Using the Theming System

  1. Include the <nimble-theme-provider> element on your page and set its theme attribute. The theme provider has no appearance of its own but defines tokens that are used by descendant components. It will typically be at the root of the application:

    <body>
        <nimble-theme-provider theme="light">
            <!-- everything else -->
        </nimble-theme-provider>
    </body>
  2. Include one import in your styles for the Nimble fonts. Nimble recommends using SCSS for capabilities such as build-time property checking.

    @import '@ni/nimble-components/dist/fonts';
  3. As needed, add Nimble components as descendants of the theme provider and they will inherit the theme.

  4. As needed, import the theme-aware design tokens in each SCSS file that will leverage the tokens for other parts of your application (for colors, fonts, etc).

    @import '@ni/nimble-components/dist/tokens';
    
    .my-element {
        font-family: $ni-nimble-body-font-family;
        font-size: $ni-nimble-body-font-size;
        color: $ni-nimble-body-font-color;
    }

Customizing

The goal of the Nimble design system is to provide a consistent style for applications. If you find that Nimble does not expose colors, fonts, sizes, etc. that you need in an application get in touch with the Nimble squad.

Localization

Most user-visible strings displayed by Nimble components are provided by the client application and are expected to be localized by the application if necessary. However, some strings are built into Nimble components and are provided only in English.
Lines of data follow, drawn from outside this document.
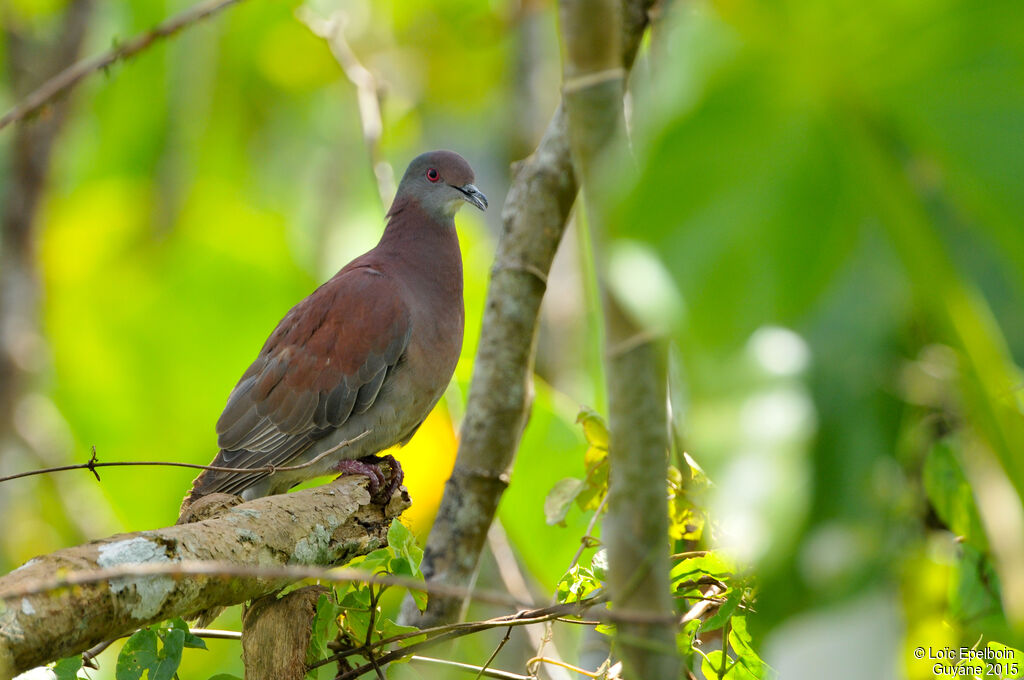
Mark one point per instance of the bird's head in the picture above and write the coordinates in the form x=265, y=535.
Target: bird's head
x=440, y=181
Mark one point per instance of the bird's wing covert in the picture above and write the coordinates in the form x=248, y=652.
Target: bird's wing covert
x=328, y=358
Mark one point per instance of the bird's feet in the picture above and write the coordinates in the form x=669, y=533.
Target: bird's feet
x=380, y=485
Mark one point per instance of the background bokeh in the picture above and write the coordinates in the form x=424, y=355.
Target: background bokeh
x=826, y=214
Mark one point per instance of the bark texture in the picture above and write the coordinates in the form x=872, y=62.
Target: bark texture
x=275, y=634
x=327, y=525
x=538, y=206
x=636, y=526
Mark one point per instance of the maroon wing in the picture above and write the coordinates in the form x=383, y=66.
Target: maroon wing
x=328, y=358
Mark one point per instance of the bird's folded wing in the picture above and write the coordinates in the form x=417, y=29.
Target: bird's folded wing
x=327, y=359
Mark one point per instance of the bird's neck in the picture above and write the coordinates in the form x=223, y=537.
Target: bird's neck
x=426, y=244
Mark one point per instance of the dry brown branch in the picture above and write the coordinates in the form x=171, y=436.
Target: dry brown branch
x=74, y=74
x=61, y=603
x=22, y=344
x=537, y=208
x=276, y=632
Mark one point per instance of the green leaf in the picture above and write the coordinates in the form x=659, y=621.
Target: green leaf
x=192, y=641
x=594, y=428
x=556, y=505
x=599, y=564
x=749, y=665
x=67, y=669
x=325, y=627
x=712, y=664
x=138, y=655
x=401, y=541
x=578, y=584
x=733, y=597
x=710, y=564
x=950, y=494
x=169, y=656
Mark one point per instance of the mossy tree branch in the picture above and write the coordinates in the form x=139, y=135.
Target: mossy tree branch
x=538, y=206
x=636, y=526
x=327, y=525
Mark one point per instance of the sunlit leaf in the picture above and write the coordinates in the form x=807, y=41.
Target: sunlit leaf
x=594, y=428
x=67, y=669
x=560, y=498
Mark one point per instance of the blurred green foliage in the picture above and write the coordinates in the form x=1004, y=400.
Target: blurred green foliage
x=834, y=190
x=826, y=214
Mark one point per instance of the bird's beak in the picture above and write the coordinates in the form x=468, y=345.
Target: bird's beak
x=473, y=196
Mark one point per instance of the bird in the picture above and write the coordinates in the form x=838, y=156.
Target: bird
x=363, y=359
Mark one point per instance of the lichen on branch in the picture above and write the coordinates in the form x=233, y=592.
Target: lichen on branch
x=327, y=526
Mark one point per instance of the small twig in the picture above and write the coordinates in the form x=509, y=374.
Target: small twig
x=491, y=659
x=367, y=93
x=74, y=74
x=700, y=607
x=515, y=582
x=689, y=553
x=725, y=648
x=460, y=630
x=368, y=649
x=93, y=464
x=586, y=541
x=537, y=661
x=469, y=668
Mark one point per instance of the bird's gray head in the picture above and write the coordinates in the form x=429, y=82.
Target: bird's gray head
x=439, y=181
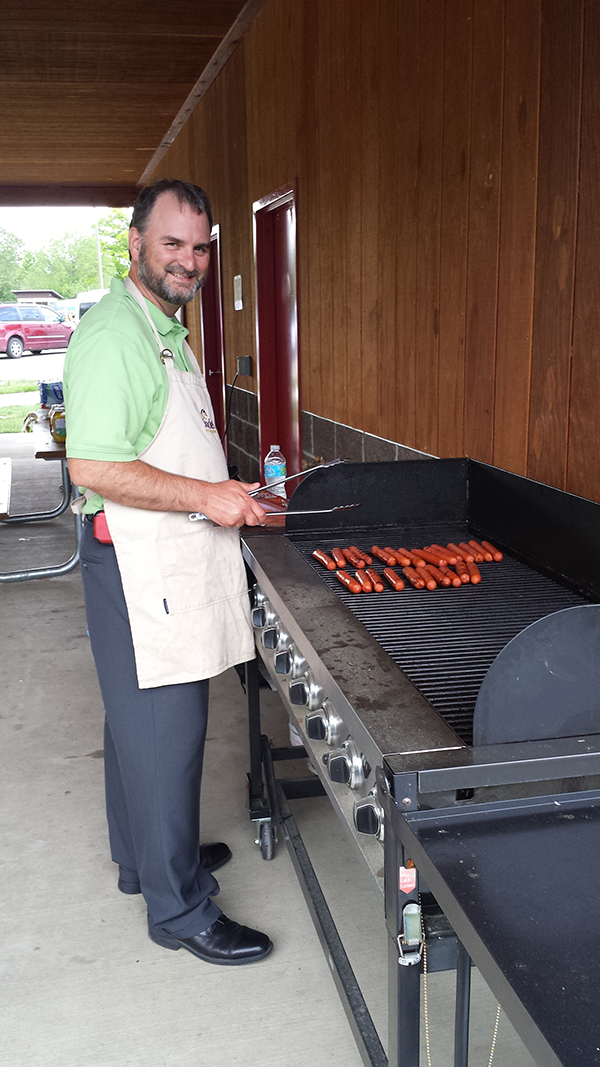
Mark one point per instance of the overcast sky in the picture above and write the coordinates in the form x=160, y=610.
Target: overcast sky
x=37, y=225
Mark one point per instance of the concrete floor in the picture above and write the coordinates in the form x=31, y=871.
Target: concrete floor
x=82, y=984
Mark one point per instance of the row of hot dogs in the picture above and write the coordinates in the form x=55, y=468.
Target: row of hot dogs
x=428, y=568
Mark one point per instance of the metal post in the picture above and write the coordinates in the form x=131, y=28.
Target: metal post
x=255, y=775
x=404, y=983
x=462, y=1006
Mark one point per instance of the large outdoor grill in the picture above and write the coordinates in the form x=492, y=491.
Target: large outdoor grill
x=424, y=710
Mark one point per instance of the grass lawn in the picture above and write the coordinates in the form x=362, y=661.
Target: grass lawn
x=18, y=386
x=12, y=416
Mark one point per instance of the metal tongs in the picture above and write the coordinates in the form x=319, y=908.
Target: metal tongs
x=280, y=481
x=196, y=515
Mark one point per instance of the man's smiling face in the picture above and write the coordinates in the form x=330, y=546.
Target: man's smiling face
x=170, y=260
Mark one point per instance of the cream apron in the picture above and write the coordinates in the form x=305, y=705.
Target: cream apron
x=185, y=583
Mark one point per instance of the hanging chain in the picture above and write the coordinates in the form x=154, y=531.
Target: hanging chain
x=426, y=1005
x=492, y=1050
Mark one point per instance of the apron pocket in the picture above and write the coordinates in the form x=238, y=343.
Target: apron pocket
x=200, y=568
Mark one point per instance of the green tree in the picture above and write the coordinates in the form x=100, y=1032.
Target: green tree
x=12, y=251
x=114, y=240
x=68, y=265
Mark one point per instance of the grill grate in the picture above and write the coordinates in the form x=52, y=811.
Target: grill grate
x=445, y=640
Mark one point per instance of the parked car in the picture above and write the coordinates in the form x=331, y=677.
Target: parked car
x=87, y=300
x=33, y=328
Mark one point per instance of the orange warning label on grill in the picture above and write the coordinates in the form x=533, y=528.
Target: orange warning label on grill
x=407, y=879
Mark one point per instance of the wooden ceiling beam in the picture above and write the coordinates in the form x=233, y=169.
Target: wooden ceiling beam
x=50, y=195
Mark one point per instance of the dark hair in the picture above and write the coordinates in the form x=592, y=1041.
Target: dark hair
x=185, y=192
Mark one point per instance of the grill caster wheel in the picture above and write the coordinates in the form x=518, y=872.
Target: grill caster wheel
x=267, y=841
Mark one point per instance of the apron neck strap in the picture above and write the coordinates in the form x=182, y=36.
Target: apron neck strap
x=164, y=353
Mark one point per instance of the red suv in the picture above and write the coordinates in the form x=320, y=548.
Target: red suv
x=34, y=328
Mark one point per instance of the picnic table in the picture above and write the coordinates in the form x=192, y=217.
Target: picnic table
x=45, y=448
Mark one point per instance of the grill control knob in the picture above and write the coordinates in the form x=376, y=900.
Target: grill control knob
x=326, y=723
x=283, y=662
x=299, y=665
x=347, y=765
x=299, y=691
x=338, y=767
x=316, y=727
x=263, y=614
x=270, y=637
x=305, y=691
x=368, y=816
x=259, y=608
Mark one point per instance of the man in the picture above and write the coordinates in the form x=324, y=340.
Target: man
x=166, y=596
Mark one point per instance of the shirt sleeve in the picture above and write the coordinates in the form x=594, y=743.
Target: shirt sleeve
x=110, y=389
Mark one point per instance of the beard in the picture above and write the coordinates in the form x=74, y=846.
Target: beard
x=166, y=286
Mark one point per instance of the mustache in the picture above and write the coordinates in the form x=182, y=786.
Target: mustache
x=179, y=272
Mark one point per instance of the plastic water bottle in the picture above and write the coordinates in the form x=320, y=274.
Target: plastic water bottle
x=275, y=468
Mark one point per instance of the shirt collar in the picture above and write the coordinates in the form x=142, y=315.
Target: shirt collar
x=163, y=323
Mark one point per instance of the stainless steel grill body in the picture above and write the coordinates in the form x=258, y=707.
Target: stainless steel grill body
x=398, y=673
x=384, y=687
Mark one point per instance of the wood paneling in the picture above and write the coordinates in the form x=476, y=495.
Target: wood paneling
x=583, y=468
x=89, y=91
x=555, y=244
x=445, y=156
x=517, y=235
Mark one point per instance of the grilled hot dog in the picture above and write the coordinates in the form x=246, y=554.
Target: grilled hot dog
x=349, y=582
x=325, y=559
x=377, y=583
x=393, y=578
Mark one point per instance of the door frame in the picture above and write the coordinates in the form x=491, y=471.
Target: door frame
x=220, y=413
x=265, y=324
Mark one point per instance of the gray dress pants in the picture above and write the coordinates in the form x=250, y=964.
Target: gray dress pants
x=154, y=747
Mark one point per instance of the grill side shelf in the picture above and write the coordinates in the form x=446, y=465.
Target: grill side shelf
x=445, y=641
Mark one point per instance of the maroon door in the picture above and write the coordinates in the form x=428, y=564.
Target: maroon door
x=212, y=333
x=277, y=316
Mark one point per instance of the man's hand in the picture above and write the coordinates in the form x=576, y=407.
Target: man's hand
x=138, y=484
x=230, y=505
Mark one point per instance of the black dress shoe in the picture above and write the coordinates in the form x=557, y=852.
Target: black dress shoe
x=211, y=857
x=224, y=942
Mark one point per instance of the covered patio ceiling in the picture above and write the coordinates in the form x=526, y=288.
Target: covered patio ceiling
x=94, y=91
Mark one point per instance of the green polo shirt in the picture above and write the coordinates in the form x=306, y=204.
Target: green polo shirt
x=115, y=386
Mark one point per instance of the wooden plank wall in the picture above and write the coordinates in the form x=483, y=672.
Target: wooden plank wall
x=446, y=159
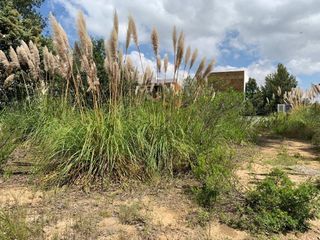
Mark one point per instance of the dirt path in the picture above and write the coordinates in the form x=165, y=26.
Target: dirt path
x=161, y=210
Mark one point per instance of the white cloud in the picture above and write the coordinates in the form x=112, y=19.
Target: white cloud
x=134, y=56
x=257, y=70
x=281, y=30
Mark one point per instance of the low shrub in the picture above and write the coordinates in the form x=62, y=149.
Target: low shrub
x=214, y=169
x=14, y=225
x=301, y=123
x=278, y=205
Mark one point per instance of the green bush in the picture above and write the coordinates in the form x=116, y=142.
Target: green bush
x=137, y=140
x=300, y=123
x=278, y=205
x=214, y=170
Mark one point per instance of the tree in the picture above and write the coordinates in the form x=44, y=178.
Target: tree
x=255, y=98
x=276, y=85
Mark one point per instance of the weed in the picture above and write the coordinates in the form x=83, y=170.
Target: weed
x=200, y=217
x=14, y=225
x=278, y=205
x=132, y=214
x=283, y=158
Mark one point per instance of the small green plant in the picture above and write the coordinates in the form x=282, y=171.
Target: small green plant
x=300, y=123
x=283, y=158
x=215, y=170
x=132, y=214
x=278, y=205
x=14, y=225
x=199, y=218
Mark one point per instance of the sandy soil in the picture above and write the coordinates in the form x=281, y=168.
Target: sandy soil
x=160, y=210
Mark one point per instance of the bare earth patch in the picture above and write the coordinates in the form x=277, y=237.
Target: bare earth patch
x=160, y=210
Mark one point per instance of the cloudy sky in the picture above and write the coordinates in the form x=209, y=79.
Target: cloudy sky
x=239, y=34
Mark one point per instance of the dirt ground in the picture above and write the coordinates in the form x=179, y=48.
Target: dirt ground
x=161, y=209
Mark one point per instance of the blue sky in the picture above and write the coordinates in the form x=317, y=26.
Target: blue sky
x=238, y=34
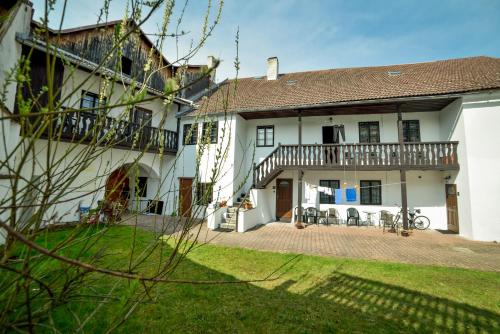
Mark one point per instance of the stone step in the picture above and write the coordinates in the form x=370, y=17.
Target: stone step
x=228, y=226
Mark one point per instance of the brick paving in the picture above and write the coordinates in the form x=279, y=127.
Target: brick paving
x=422, y=247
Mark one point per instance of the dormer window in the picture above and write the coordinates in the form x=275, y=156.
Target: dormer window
x=126, y=65
x=91, y=102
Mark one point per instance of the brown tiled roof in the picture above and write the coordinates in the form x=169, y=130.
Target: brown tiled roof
x=355, y=84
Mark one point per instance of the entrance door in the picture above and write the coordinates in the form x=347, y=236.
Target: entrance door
x=117, y=187
x=284, y=191
x=185, y=196
x=452, y=207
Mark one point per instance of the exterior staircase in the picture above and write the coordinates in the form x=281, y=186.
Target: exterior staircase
x=229, y=218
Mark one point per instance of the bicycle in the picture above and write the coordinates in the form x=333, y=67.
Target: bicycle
x=420, y=222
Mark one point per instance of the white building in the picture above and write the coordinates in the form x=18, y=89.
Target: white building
x=450, y=156
x=150, y=125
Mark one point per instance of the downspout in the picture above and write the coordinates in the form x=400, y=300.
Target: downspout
x=298, y=223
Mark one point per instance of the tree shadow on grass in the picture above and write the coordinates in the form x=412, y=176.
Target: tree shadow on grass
x=341, y=303
x=338, y=303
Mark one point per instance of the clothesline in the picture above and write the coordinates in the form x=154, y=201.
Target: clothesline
x=359, y=187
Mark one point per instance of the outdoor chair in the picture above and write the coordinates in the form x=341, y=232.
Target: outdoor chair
x=352, y=215
x=386, y=220
x=296, y=214
x=333, y=216
x=323, y=217
x=311, y=215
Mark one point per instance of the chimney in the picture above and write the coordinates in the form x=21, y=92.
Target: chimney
x=211, y=63
x=272, y=68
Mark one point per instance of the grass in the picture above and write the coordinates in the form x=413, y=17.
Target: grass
x=313, y=294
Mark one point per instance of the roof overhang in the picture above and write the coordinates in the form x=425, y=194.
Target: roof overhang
x=381, y=106
x=87, y=65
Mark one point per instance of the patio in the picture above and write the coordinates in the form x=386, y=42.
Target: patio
x=422, y=247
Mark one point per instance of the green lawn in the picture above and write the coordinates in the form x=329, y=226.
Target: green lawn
x=313, y=294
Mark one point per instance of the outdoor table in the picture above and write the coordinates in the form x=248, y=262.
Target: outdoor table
x=370, y=217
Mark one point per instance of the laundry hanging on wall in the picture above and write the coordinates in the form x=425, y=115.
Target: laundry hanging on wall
x=338, y=130
x=325, y=190
x=350, y=194
x=338, y=196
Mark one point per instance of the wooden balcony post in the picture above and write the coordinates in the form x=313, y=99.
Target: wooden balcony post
x=402, y=171
x=298, y=223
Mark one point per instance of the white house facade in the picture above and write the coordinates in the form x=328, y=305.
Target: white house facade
x=448, y=150
x=144, y=136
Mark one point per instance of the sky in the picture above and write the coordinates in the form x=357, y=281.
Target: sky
x=314, y=34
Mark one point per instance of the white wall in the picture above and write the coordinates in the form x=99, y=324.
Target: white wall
x=10, y=53
x=481, y=118
x=473, y=121
x=89, y=186
x=229, y=165
x=286, y=129
x=426, y=191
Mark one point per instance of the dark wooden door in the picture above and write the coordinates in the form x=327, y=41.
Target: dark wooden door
x=452, y=207
x=141, y=119
x=117, y=187
x=284, y=193
x=185, y=196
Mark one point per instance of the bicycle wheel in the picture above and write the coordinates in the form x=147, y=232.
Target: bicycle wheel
x=421, y=222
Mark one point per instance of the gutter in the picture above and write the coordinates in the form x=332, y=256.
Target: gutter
x=40, y=45
x=395, y=100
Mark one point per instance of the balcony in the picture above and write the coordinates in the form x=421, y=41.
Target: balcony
x=379, y=156
x=84, y=127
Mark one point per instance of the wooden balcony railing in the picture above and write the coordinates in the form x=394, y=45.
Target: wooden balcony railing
x=84, y=127
x=380, y=156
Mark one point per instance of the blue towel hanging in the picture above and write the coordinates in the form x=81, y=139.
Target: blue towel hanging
x=350, y=194
x=338, y=196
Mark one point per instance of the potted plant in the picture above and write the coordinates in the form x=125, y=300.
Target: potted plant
x=247, y=204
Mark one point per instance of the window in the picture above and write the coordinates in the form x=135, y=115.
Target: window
x=126, y=65
x=141, y=189
x=141, y=116
x=332, y=184
x=371, y=192
x=369, y=132
x=90, y=101
x=265, y=135
x=411, y=131
x=204, y=193
x=190, y=134
x=213, y=128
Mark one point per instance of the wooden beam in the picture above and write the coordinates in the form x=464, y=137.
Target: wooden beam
x=402, y=171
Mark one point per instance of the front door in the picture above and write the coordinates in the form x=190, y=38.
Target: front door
x=284, y=191
x=185, y=196
x=452, y=207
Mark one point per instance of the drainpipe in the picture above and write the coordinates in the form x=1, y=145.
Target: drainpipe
x=298, y=223
x=402, y=172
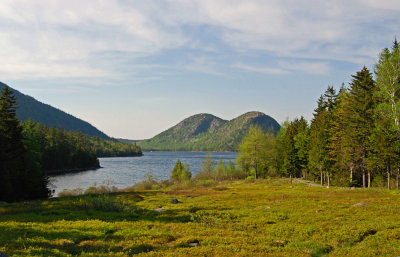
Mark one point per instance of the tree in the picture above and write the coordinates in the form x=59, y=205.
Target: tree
x=321, y=136
x=253, y=150
x=220, y=170
x=301, y=143
x=359, y=119
x=387, y=115
x=20, y=177
x=180, y=173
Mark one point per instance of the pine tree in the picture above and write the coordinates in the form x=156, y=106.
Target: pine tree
x=321, y=158
x=253, y=150
x=20, y=178
x=360, y=122
x=387, y=111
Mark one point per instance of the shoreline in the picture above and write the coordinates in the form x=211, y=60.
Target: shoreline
x=66, y=171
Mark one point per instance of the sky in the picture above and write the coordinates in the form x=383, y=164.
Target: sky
x=135, y=68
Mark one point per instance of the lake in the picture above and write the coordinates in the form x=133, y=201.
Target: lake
x=125, y=171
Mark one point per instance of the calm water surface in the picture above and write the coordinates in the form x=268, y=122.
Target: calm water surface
x=126, y=171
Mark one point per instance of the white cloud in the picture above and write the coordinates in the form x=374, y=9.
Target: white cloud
x=54, y=38
x=320, y=68
x=265, y=70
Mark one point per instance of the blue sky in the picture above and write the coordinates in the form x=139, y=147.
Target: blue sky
x=136, y=68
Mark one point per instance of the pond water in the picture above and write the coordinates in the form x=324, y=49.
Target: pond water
x=126, y=171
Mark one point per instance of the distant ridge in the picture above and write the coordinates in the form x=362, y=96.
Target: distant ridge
x=30, y=108
x=206, y=132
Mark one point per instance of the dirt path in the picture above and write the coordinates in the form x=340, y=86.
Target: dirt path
x=308, y=183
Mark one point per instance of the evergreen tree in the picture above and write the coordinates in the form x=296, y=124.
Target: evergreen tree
x=387, y=112
x=180, y=173
x=321, y=158
x=301, y=144
x=360, y=122
x=291, y=162
x=20, y=177
x=253, y=150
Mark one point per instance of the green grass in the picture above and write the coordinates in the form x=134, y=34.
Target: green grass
x=267, y=218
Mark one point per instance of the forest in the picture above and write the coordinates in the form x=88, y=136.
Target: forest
x=352, y=140
x=30, y=151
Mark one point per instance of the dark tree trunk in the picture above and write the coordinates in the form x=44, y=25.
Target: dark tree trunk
x=322, y=177
x=255, y=171
x=369, y=179
x=364, y=179
x=351, y=174
x=388, y=174
x=329, y=180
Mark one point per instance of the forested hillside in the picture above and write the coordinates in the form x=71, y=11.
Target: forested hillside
x=58, y=150
x=205, y=132
x=353, y=138
x=30, y=108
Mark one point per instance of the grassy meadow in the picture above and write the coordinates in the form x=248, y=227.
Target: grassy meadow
x=265, y=218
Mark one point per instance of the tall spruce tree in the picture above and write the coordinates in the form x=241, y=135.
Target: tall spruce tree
x=321, y=137
x=19, y=178
x=360, y=122
x=387, y=112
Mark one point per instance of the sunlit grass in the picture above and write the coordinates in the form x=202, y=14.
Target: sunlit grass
x=266, y=218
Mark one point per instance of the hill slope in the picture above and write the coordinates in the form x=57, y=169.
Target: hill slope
x=205, y=132
x=29, y=107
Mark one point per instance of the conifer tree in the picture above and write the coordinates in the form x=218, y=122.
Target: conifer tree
x=360, y=122
x=387, y=112
x=20, y=177
x=253, y=150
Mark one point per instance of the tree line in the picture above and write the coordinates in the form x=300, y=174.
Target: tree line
x=30, y=151
x=353, y=138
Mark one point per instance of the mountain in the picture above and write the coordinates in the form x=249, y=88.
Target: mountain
x=206, y=132
x=30, y=108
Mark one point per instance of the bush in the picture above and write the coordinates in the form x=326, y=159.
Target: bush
x=148, y=183
x=104, y=202
x=181, y=172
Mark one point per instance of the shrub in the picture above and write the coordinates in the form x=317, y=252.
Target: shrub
x=181, y=172
x=149, y=182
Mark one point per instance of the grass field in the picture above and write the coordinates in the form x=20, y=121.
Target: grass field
x=266, y=218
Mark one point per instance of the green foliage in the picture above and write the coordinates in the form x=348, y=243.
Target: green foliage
x=181, y=172
x=205, y=132
x=58, y=150
x=265, y=218
x=254, y=151
x=31, y=109
x=21, y=176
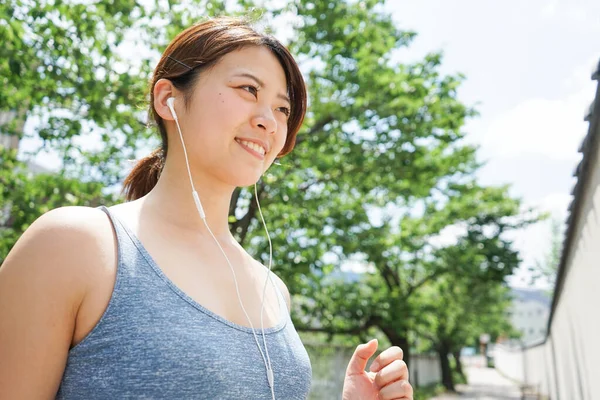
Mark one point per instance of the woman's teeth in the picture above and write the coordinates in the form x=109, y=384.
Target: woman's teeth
x=254, y=146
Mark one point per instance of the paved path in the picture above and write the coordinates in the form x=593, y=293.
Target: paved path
x=484, y=384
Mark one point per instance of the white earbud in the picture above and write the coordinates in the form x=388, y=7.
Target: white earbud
x=170, y=104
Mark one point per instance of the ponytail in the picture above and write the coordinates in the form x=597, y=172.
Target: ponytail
x=143, y=177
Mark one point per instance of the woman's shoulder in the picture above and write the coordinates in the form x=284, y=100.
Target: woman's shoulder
x=66, y=239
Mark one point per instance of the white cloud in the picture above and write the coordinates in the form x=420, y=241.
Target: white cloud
x=553, y=128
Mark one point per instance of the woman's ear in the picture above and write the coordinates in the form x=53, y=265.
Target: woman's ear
x=163, y=89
An application can provide localized versions of these strings by using design tokens set on label provider elements.

The current label providers:

  • nimble-label-provider-core: Used for labels for all components without a dedicated label provider
  • nimble-label-provider-rich-text: Used for labels for the rich text components
  • nimble-label-provider-table: Used for labels for the table (and table sub-components / column types)

If a client is localized, it should:

  • Add the label-provider element(s) as children of their root theme provider:
    <body>
        <nimble-theme-provider theme="light">
            <nimble-label-provider-core></nimble-label-provider-core>
            <!-- if using nimble-table, include nimble-label-provider-table: -->
            <nimble-label-provider-table></nimble-label-provider-table>
            <!-- everything else -->
        </nimble-theme-provider>
    </body>
  • For each label token on the label provider API, localize the English string, and set the corresponding HTML attribute or JS property on the label provider to the localized values. A list of all label tokens for each label provider (and their corresponding attribute/property names and English strings) can be found in the Tokens/Label Providers section of Storybook.

Content Security Policy

When using Nimble in an environment with a Content Security Policy enabled, the following are known required settings beyond "common" settings (such as the OWASP Basic non-Strict CSP Policy) for using Nimble:

Accessibility

For accessibility information related to nimble components, see accessibility.md.

Contributing

Follow the instructions in CONTRIBUTING.md to modify this library.